Privilege Escalation via Out-of-Bounds Write in NVIDIA GPU Display Driver for Linux
Overview
Security researchers at Project Zero disclosed a high-severity vulnerability in NVIDIA's GPU Display Driver for Linux. The flaw, identified as an out-of-bounds write in the kernel mode layer, can be triggered by a user-mode client sending a specially crafted sequence of commands to the driver through its IOCTL interface. An attacker with local, low-privileged access to a system with an affected driver can exploit this vulnerability to write arbitrary data to kernel memory. This can lead to a denial-of-service (DoS) condition by crashing the kernel, or more critically, it can be leveraged to achieve arbitrary code execution with kernel-level privileges. In a multi-tenant cloud environment where GPU resources are shared, this vulnerability is particularly dangerous, as it could allow a malicious tenant to escape their container or virtual machine and gain control over the underlying host, compromising all other tenants.

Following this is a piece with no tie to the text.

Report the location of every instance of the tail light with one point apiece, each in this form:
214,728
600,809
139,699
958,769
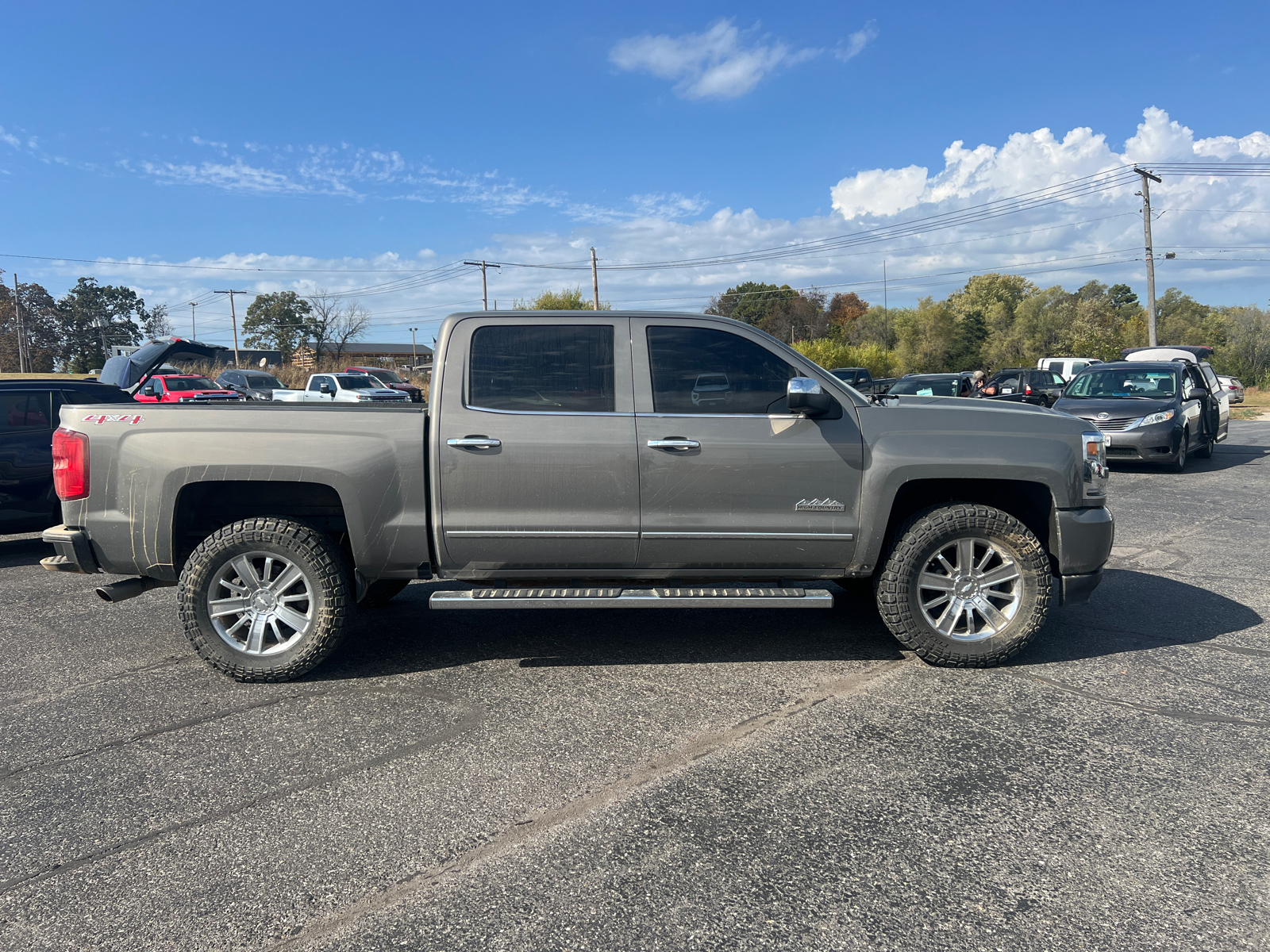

The vulnerability stems from insufficient input validation on parameters controlling memory copy operations within the driver's memory management unit. NVIDIA was notified through a coordinated disclosure process and has since released patched driver versions to address this critical infrastructure risk.
Affected Systems
Testing Guide
1. **Check Driver Version**: Run the `nvidia-smi` command on the Linux host. 2. **Examine Output**: In the top right of the output table, locate the `Driver Version`. 3. **Compare Versions**: If the reported version is less than `535.129.03`, the system is considered vulnerable and should be patched immediately.
Mitigation Steps
1. **Update Drivers**: Immediately update NVIDIA drivers to the latest version recommended by the vendor (e.g., 535.129.03 or newer). 2. **Restrict Driver Access**: In multi-tenant environments, use security mechanisms like seccomp-bpf to restrict the system calls that containers can make to the GPU driver. 3. **Use Secure Runtimes**: Employ container runtimes with stronger isolation, such as gVisor or Kata Containers, to limit the impact of a kernel-level exploit. 4. **Monitor Kernel Logs**: Regularly monitor kernel logs for unexpected errors or crashes related to the NVIDIA driver, which could indicate exploitation attempts.
Patch Details
Update to NVIDIA driver version 535.129.03 or later. Patches are available via standard distribution channels and from the NVIDIA website.